In case grade 3 or 4 adverse events do occur, treatment of ongoing subjects should be stopped immediately.

Clinical Adverse Events Monitoring (Report by Subjects)

Purpose and Rationale

Most drug-related adverse events are based on the spontaneous reporting of clinical signs by the clinical trial participants. Subjects participating in a clinical trial can realize these adverse events at any time.

Procedure

The subjects are asked to report any events, signs, or abnormal observations and feelings to the study personnel immediately. In addition, subjects should be asked direct questions from time to time, such as “Did you make any disagreeable or unexpected observations since you took the drug?” The information obtained need to be documented without interpretation at first. The (preliminary) diagnosis and decision about next steps (physical, and if indicated additional laboratory or technical examinations) will be based on the interpretation by the responsible MD on this report.

Evaluation

Categorization of adverse events reported by the subjects is to be done by experienced medical personnel taking into account possible differential diagnosis and their time course.
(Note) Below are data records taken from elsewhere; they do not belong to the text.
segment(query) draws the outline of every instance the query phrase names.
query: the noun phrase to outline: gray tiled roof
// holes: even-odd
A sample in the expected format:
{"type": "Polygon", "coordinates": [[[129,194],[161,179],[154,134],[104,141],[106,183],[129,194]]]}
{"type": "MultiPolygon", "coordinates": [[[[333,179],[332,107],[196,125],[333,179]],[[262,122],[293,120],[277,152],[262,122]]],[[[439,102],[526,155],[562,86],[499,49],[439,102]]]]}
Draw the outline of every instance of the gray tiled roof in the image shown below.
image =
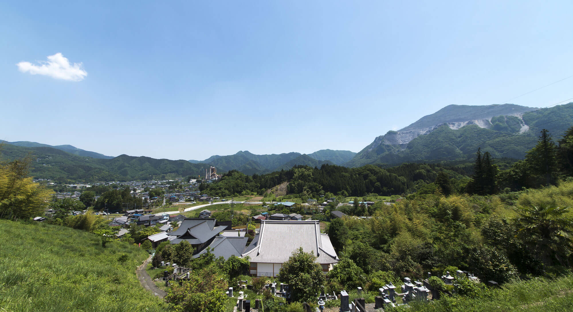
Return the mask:
{"type": "Polygon", "coordinates": [[[215,226],[216,223],[214,219],[185,219],[177,231],[167,235],[176,238],[172,240],[173,243],[184,239],[191,244],[202,244],[227,228],[225,226],[215,226]]]}
{"type": "MultiPolygon", "coordinates": [[[[245,250],[245,247],[248,240],[249,238],[246,237],[217,236],[215,238],[209,247],[212,248],[211,253],[214,255],[215,258],[222,256],[227,259],[233,255],[241,256],[241,254],[245,250]]],[[[194,255],[193,258],[198,258],[206,252],[207,248],[206,248],[201,252],[194,255]]]]}
{"type": "Polygon", "coordinates": [[[317,256],[319,263],[338,262],[328,235],[320,234],[318,221],[261,221],[256,246],[252,248],[252,242],[242,255],[252,262],[282,263],[300,247],[317,256]]]}

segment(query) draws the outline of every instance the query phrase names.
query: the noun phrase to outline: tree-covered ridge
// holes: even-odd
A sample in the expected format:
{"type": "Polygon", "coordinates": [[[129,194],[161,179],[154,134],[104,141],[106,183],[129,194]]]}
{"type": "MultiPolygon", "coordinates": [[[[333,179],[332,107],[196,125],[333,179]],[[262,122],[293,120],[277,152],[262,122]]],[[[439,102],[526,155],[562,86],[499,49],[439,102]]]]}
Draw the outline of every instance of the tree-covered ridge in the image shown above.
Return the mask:
{"type": "Polygon", "coordinates": [[[458,173],[462,170],[441,164],[406,164],[386,169],[373,165],[349,168],[324,164],[320,168],[298,165],[288,170],[252,176],[231,171],[223,175],[219,181],[202,184],[200,189],[222,197],[245,192],[263,194],[288,181],[288,193],[302,196],[321,197],[325,192],[344,196],[362,196],[371,193],[390,195],[413,192],[431,183],[442,171],[450,178],[464,180],[464,176],[458,173]]]}
{"type": "Polygon", "coordinates": [[[384,137],[379,137],[344,165],[468,160],[478,148],[494,158],[521,159],[535,145],[542,129],[563,133],[571,127],[571,111],[573,103],[527,112],[520,117],[497,116],[482,125],[485,128],[468,124],[454,129],[441,121],[407,144],[384,144],[384,137]]]}
{"type": "MultiPolygon", "coordinates": [[[[342,164],[356,155],[350,151],[321,149],[311,154],[292,152],[282,154],[256,155],[248,151],[240,151],[232,155],[214,155],[202,161],[210,164],[221,172],[238,170],[246,175],[261,174],[281,169],[290,169],[294,165],[320,166],[325,163],[342,164]]],[[[198,160],[189,160],[198,163],[198,160]]]]}
{"type": "Polygon", "coordinates": [[[3,144],[0,148],[3,159],[7,161],[31,155],[33,160],[30,172],[34,177],[62,182],[165,180],[197,175],[204,172],[205,168],[209,165],[192,164],[183,160],[127,155],[112,159],[98,159],[73,155],[50,147],[28,148],[3,144]]]}
{"type": "Polygon", "coordinates": [[[328,160],[335,165],[342,165],[350,160],[356,153],[350,151],[332,151],[332,149],[321,149],[308,156],[317,160],[328,160]]]}
{"type": "Polygon", "coordinates": [[[2,141],[2,140],[0,140],[0,143],[6,143],[7,144],[11,144],[13,145],[21,146],[23,147],[51,147],[52,148],[55,148],[56,149],[64,151],[64,152],[66,152],[68,153],[74,155],[77,155],[79,156],[91,157],[92,158],[101,158],[104,159],[111,159],[112,158],[113,158],[113,156],[105,156],[100,153],[96,153],[96,152],[91,152],[89,151],[85,151],[84,149],[78,148],[76,147],[67,144],[62,145],[53,146],[48,144],[38,143],[37,142],[30,142],[29,141],[18,141],[17,142],[8,142],[7,141],[2,141]]]}

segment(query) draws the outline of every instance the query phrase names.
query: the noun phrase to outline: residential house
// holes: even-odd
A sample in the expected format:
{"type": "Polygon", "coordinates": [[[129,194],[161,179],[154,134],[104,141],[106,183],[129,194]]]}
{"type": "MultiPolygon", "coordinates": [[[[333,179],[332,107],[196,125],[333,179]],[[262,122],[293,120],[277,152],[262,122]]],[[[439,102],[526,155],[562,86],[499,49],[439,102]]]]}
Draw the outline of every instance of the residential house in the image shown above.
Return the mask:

The reference http://www.fda.gov/BiologicsBloodVaccines/GuidanceComplianceRegulatoryInformation/Guidances/Vaccines/ucm074775.htm gives an example of recommendations by the FDA.

Clinical Adverse Events Monitoring (Physical Examination by the Clinical Investigator)

Purpose and Rationale

Physical examination based on spontaneous reporting of adverse events will be conducted as needed.

Procedure

Physical examination can include auscultation, investigation of reflexes, or orientation, etc.

Evaluation

The investigator needs to decide on the classification of physical findings based on changes to baseline and their relevance.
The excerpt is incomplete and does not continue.